Bu yılın iletişim kampanyası, ismini bir manifestoya dönüştürecek kadar güçlü bir ifade taşıyor: "İnsanlar İçin Düşünce". New Yorklu sanatçı ve fotoğrafçı Bill Durgin, bu konseptin yaratıcı zekâsı olarak karşımıza çıkıyor. Durgin'in işleri, insan bedenini soyutlamasıyla bilinir; ama bu kez, bedenin ve malzemenin kaynaşmasını anlatan, neredeyse meditatif bir görsel dil yaratıyor. Ahşap, metal, biyoplastik ve kumaş gibi maddelerle kurduğu ilişkide, insan vücudu bir ölçü birimiyken, bir varoluş biçimi olarak yeniden tanımlanıyor.
"Her şey birileri tarafından, birileri için tasarlanır," diyor Durgin. Bu cümle, Salone'un bu yılki ruhunu kusursuz biçimde özetliyor aslında. Estetik kaygıların ötesinde, tasarım yaşamın içsel döngüsüne temas ediyor. Sabah kahvaltısı hazırlarken elimizin uzandığı tabak, gün sonunda sırtımızı yasladığımız sandalye... Hepsi düşünülmüş, çalışılmış, şekillenmiş. Ve şimdi Salone del Mobile 2025 sayesinde, bu 'gündelik' olanın ne kadar incelikli olabileceğini bir kez daha keşfediyoruz.
Salone'un en etkileyici anlarından biri, kuşkusuz dünyaca ünlü sanatçı Robert Wilson'ın Castello Sforzesco'da hayat bulan "Mother" adlı enstalasyonu olacak. Wilson, ışıkla kurduğu şiirsel ilişkiyle tanınan, tiyatro, heykel, müzik ve dansı disiplinler arası bir bütünlükte harmanlayan bir yaratıcı dâhi.
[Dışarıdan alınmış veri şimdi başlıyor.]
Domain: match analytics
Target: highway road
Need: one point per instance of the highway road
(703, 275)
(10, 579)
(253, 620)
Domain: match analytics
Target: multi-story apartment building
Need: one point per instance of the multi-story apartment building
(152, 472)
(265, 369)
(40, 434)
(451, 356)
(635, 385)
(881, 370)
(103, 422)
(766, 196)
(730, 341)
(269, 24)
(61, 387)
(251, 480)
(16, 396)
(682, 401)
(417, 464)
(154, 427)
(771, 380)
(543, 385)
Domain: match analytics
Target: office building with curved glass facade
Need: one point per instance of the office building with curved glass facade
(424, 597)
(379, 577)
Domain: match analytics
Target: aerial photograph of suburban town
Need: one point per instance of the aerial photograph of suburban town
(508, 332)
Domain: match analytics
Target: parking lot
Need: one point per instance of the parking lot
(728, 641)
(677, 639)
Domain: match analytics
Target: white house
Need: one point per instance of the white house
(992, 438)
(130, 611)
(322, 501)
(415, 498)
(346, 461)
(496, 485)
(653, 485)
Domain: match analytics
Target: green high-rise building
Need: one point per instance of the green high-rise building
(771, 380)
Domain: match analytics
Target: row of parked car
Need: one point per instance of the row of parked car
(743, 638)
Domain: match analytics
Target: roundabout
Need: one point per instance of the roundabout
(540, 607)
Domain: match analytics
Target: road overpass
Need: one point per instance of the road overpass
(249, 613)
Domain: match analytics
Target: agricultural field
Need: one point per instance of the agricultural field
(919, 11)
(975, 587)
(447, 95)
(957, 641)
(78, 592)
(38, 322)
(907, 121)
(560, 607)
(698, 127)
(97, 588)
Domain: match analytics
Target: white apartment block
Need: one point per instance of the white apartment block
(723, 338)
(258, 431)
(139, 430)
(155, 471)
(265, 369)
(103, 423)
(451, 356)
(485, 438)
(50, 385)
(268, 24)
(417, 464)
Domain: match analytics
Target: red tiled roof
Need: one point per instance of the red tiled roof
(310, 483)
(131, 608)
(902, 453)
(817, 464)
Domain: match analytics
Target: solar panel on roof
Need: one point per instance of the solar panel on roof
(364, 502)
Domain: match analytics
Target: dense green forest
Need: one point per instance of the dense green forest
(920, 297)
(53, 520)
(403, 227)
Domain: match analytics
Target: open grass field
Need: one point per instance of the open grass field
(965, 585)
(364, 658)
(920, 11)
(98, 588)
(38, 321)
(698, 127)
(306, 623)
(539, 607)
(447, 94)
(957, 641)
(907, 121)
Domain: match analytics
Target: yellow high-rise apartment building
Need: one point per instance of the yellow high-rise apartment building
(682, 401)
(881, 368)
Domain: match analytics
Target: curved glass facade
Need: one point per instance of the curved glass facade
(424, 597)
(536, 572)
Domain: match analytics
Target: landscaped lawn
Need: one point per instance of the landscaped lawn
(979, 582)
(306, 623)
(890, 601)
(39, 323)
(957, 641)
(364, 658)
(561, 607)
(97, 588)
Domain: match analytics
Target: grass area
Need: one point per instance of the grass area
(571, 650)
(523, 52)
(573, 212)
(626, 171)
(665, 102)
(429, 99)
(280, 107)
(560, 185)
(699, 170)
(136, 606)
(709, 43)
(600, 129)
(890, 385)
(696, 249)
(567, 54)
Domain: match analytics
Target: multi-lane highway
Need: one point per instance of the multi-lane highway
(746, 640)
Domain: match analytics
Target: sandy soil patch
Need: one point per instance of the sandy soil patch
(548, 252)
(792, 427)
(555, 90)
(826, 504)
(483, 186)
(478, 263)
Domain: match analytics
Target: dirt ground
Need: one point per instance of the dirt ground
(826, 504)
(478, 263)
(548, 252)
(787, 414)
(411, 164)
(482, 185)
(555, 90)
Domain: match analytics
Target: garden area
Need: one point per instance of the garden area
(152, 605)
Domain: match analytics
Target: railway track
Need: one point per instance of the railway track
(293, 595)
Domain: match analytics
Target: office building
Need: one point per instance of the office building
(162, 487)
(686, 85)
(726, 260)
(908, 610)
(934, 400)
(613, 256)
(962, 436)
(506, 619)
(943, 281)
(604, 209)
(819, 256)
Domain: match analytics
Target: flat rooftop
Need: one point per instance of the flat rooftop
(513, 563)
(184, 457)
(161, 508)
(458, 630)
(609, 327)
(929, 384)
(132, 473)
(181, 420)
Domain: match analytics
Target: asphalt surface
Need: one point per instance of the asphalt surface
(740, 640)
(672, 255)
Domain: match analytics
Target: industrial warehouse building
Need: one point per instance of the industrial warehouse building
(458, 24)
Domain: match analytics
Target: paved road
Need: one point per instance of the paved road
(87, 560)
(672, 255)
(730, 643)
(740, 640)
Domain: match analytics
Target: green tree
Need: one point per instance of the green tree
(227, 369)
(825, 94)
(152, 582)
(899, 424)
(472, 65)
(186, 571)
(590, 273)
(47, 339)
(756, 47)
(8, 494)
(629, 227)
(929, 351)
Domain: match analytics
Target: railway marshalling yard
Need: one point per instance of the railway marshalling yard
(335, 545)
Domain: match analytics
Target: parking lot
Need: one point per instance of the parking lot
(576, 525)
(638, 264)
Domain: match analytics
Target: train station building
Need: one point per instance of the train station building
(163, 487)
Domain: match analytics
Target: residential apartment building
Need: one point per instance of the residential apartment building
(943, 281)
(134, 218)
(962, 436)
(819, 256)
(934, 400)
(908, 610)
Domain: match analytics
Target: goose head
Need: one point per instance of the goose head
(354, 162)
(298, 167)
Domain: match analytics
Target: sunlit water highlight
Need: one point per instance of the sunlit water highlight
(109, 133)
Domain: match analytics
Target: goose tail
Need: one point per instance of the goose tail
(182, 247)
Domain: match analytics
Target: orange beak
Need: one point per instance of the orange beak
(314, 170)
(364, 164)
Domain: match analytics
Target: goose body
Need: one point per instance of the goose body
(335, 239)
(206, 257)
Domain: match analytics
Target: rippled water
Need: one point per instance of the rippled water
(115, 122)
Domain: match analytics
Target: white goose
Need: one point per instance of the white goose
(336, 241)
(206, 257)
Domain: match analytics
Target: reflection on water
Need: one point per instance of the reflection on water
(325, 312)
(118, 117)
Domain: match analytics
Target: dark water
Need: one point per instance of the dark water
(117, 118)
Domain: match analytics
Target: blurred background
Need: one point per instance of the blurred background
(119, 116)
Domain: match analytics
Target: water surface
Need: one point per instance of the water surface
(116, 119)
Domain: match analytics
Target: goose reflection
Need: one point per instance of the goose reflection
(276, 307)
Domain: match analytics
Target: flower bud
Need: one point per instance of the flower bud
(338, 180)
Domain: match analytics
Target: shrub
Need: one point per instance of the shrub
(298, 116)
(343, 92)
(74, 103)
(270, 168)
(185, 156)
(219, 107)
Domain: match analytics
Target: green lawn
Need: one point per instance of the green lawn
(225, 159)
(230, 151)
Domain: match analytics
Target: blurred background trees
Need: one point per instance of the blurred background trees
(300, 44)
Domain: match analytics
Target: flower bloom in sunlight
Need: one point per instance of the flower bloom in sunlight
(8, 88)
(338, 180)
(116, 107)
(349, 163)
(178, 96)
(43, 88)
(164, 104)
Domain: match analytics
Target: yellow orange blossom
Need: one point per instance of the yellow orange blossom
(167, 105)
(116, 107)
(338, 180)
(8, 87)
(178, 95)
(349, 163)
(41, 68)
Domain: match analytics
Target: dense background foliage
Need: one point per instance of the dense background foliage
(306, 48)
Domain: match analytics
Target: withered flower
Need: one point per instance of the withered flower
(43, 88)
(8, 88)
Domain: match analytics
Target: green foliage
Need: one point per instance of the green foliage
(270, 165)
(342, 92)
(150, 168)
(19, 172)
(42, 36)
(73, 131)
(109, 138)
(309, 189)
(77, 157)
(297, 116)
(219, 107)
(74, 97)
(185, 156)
Bu yıl Milano'da sergileyeceği proje, Michelangelo'nun neredeyse 90 yaşındayken üzerinde çalıştığı Pietà Rondanini'den ilham alıyor. Bitmemişlik haliyle öne çıkan bu heykel, Meryem Ana'nın oğlunun cansız bedenine duyduğu tarifsiz acıyı yansıtırken; Wilson'ın "Mother"ı, bu acının içinde parlayan ışığı, hareketi ve müziği bedenleştiriyor. Arvo Pärt'in etkileyici bestesi "Stabat Mater"in canlı performansıyla birleşen bu dramatik anlatı, sadece gözle değil, tüm bedenle hissedilecek bir deneyime dönüşüyor.
Salone'un dikkat çeken diğer platformları ise, kendi başına birer tasarım evreni kuran Euroluce 2025 ve SaloneSatellite. Işığın bilimle, mimariyle ve duygularla nasıl kesiştiğini irdeleyen Euroluce, bu yıl 10-11 Nisan tarihlerinde çok sesli bir buluşmaya ev sahipliği yapıyor. Konferanslar, atölyeler ve yuvarlak masa sohbetleriyle dolu bu iki gün, ışığı yalnızca bir aydınlatma aracıyken, anlatının ve atmosferin kurucusu olarak ele alıyor.
Robert Wilson dışında; sürdürülebilir güneş enerjili tasarımlarıyla tanınan Marjan van Aubel, Tokyo merkezli aydınlatma vizyoneri Kaoru Mende, multidisipliner kolektif DRIFT ve performatif enstalasyonların mimarı AJ Weissbard gibi önemli isimler, ışığın geleceğine dair fikirlerini paylaşacak.
Öte yandan SaloneSatellite bu yıl 25. yılını kutluyor. Genç tasarımcıları görünür kılmayı amaçlayan bu platform, bir fuar değil; bir keşif alanı. Corraini tarafından yayımlanan, Beppe Finessi küratörlüğünde hazırlanan "Universo Satellite" adlı kitap da bu kutlamanın bir parçası. Kitap, 1998'den günümüze uzanan bir yaratıcılık atlası gibi... Tasarımın sektör olmasıyla beraber bir dil, bir yolculuk ve bir aidiyet biçimi olduğunu vurguluyor.
Her yıl Nisan ayında Milano Tasarım Haftası'nda şehre yayılan bu kolektif enerji, kentin hem mimarisinde hem de ruhunda yankı buluyor. Şehirde yer alan onlarca galeri, butik otel, kafe ve kamusal alan, Salone süresince birer deneyim sahasına dönüşüyor.
Salone del Mobile 2025, bir fuar mobilyası olmasıyla beraber çağdaş yaşamla tasarım arasında kurulan yeni bir diyalog. Estetikle etik, teknolojiyle duygu, mekânla beden arasındaki sınırları bulanıklaştıran bir tasarım kutlaması. Ve bu kutlama, belki de her zamankinden daha fazla "insan için düşünmenin" ne demek olduğunu sorgulamamızı sağlıyor. Salone del Mobile 2025, hayatın içinde her gün fark etmeden dokunduğumuz tasarımların, nasıl birer kültürel ve duygusal anlatıya dönüştüğünü görmek için mükemmel bir fırsat.